Ignoring the haint, who stood unobtrusively ready for any further commands, Will wriggled out of his jeans and into a pair of tight pants. He was coming to realize that a great deal of being high-elven was having a perfect disregard for what one's inferiors—which was to say, almost everybody saw or thought. The shoes fit perfectly and the socks as well; Alcyone hadn't bothered to provide underwear, so he did without. She handed him a white silken sark and when he had donned it, undid the top three buttons and then leaned back to admire her handiwork. "You clean up good."

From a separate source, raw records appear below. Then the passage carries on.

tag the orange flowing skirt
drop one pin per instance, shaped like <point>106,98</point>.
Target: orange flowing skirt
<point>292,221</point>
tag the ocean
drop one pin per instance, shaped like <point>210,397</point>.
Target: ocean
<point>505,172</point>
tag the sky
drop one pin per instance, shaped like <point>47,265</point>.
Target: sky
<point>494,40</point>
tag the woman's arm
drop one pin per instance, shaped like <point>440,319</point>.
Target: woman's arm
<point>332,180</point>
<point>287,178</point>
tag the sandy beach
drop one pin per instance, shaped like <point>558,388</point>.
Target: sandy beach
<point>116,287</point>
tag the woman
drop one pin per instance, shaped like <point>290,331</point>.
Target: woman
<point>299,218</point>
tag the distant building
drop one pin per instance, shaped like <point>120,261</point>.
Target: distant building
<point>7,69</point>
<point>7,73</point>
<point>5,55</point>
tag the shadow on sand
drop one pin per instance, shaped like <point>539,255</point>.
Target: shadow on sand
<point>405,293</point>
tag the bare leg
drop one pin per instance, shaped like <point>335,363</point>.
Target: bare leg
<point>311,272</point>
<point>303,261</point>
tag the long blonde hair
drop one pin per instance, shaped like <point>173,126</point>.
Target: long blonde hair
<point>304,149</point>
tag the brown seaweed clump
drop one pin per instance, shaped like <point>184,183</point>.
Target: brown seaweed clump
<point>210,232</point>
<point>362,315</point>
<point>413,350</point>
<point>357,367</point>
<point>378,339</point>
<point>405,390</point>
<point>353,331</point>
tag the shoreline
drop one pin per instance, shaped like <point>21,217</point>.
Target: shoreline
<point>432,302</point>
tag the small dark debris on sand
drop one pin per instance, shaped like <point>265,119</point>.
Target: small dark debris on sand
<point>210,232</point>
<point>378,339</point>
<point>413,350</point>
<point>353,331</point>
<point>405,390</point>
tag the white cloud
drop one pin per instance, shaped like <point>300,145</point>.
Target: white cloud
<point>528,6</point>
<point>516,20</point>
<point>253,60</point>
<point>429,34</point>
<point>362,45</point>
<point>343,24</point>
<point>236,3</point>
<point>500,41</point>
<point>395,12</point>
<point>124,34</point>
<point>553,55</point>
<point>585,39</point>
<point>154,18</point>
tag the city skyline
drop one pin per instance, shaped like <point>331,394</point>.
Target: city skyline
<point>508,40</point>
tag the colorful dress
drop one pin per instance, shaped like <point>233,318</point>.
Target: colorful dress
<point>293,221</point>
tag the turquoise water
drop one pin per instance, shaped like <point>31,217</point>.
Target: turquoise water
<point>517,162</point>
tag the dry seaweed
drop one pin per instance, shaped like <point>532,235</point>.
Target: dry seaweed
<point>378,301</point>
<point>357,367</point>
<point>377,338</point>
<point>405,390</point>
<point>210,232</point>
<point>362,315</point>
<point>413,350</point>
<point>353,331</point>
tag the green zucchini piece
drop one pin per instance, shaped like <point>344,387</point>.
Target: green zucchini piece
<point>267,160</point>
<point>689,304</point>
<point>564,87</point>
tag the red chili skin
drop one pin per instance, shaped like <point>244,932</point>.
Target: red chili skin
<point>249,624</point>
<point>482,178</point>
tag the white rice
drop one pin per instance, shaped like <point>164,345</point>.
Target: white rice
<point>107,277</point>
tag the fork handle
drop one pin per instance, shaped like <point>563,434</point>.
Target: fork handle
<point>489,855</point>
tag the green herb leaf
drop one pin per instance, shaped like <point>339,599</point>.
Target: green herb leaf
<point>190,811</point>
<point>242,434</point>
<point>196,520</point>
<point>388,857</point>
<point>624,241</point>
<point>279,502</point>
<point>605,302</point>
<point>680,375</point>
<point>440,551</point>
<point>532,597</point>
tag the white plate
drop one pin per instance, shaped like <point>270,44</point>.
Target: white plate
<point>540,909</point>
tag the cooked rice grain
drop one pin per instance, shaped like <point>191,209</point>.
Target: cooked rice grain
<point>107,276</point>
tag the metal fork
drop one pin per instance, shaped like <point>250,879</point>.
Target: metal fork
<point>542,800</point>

"You should see me in morning clothes."

Alcyone handed Will's old clothes to the haint who, upon her saying "Take these away and burn them." vanished as silently as he had come.

"I can't help but notice," Will said, "that you're wearing that which your brother called the greatest treasure of House L'Inconnu." He touched the plain moonsilver ring and smiled. "Ask me if I love you."

"No." She drew her hand away.

"Then tell me that you love me."

Alcyone fixed him with those astounding eyes. "I would do anything for you, Will. For you, I'd do things that would make an ogress blush." Will's heart soared. Nevertheless, he persisted. "But do you love me?" She looked away. "I... dare not say."

"It's a simple enough thing. Three words and no witnesses to hold you to them."

"Tie me up and whip me if you like. Fist me, piss on me, dress me up as a milkmaid if you must. Ask me anything except that." "Why?"

"Because I'm a fucking aristocrat, is why!" The limo came to a stop. "We have to put in an appearance at a party first. It's a fund-raiser for the Fata Bloduewedd's reelection campaign, but I'm sure you'll enjoy it anyway."

Two dwarves, one red and one black, fought grimly on the balcony. Their bodies were slick with sweat and their knives gleamed in the floodlights. Their feet kicked up puffs of the sawdust that had been strewn on the flagstones to soak up blood. They were both naked.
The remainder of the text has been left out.